E XD Pty Ltd T/A Atelier (ABN 51 627 664 162) (we, us or our), understands that protecting your personal information is important. This Privacy Policy sets out our commitment to protecting the privacy of personal information provided to us, or collected by us, when interacting with you.

This Privacy Policy takes into account the requirements of the Privacy Act 1988 (Cth) and the Australian Privacy Principles, as well as the New Zealand Privacy Act 2020 and the Information Privacy Principles. In addition to the Australian laws, individuals located in the European Union or European Economic Area (EU) may also have rights under the General Data Protection Regulation 2016/679 and individuals located in the United Kingdom (UK) may have rights under the General Data Protection Regulation (EU) 2016/679) (UK GDPR) and the Data Protection Act 2018 (DPA 2018) (together, the GDPR). Appendix 1 outlines the details of the additional rights of individuals located in the EU and UK as well as information on how we process the personal information of individuals located in the EU and UK.

Personal information: is information or an opinion, whether true or not and whether recorded in a material form or not, about an individual who is identified or reasonably identifiable.

The types of personal information we may collect about you include:

Personal information is any information or an opinion about an identified individual or an individual who can be reasonably identified from the information or opinion. Information or an opinion may be personal information regardless of whether it is true.

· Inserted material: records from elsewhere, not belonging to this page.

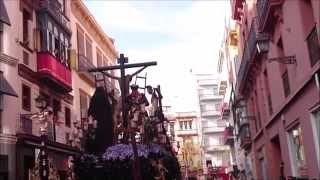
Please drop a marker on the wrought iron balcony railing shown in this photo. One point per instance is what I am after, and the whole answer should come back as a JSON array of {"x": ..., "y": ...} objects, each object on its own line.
[
  {"x": 245, "y": 136},
  {"x": 236, "y": 5},
  {"x": 249, "y": 49},
  {"x": 50, "y": 68},
  {"x": 265, "y": 9},
  {"x": 313, "y": 46},
  {"x": 56, "y": 10},
  {"x": 228, "y": 135},
  {"x": 83, "y": 66}
]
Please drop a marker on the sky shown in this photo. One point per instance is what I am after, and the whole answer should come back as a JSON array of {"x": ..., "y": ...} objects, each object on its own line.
[{"x": 183, "y": 36}]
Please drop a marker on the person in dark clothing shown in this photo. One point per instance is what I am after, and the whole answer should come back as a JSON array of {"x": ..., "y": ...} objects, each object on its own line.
[{"x": 101, "y": 111}]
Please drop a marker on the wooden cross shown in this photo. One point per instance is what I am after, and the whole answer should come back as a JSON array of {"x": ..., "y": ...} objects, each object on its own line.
[{"x": 124, "y": 82}]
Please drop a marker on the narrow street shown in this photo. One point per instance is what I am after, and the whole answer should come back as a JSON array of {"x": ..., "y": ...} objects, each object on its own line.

• Identity Data including your name, age, profession.
• Contact Data including your telephone number, address and email.
• Financial Data including bank account and payment card details (through our third party payment processor, who stores such information and we do not have access to that information).
• Transaction Data including details about payments to you from us and from you to us and other details of products and services you have purchased from us or we have purchased from you.
• Technical and Usage Data when you access any of our websites, platforms or emails, details about your internet protocol (IP) address, login data, browser session and geo-location data, statistics on page views and sessions, device and network information, acquisition sources, search queries and/or browsing behaviour, access and use of our website (including through the use of Internet cookies or tracking pixels), and communications with our website.
• Interaction Data including information you provide to us when you participate in any interactive features, including surveys, contests, promotions, activities or events.
• Marketing and Communications Data including your preferences in receiving marketing from us and our third parties and your communication preferences.
• Professional data including where you are a worker of ours or applying for a role with us, your professional history such as your previous positions and professional experience, or whether you hold required authorisations or licences.
• Sensitive information is a sub-set of personal information that is given a higher level of protection. Sensitive information means information relating to your racial or ethnic origin, political opinions, religion, trade union or other professional associations or memberships, philosophical beliefs, sexual orientation or practices, criminal records, health information or biometric information. We do not actively request sensitive information about you. If at any time we need to collect sensitive information about you, unless otherwise permitted by law, we will first obtain your consent and we will only use it as required or authorised by law.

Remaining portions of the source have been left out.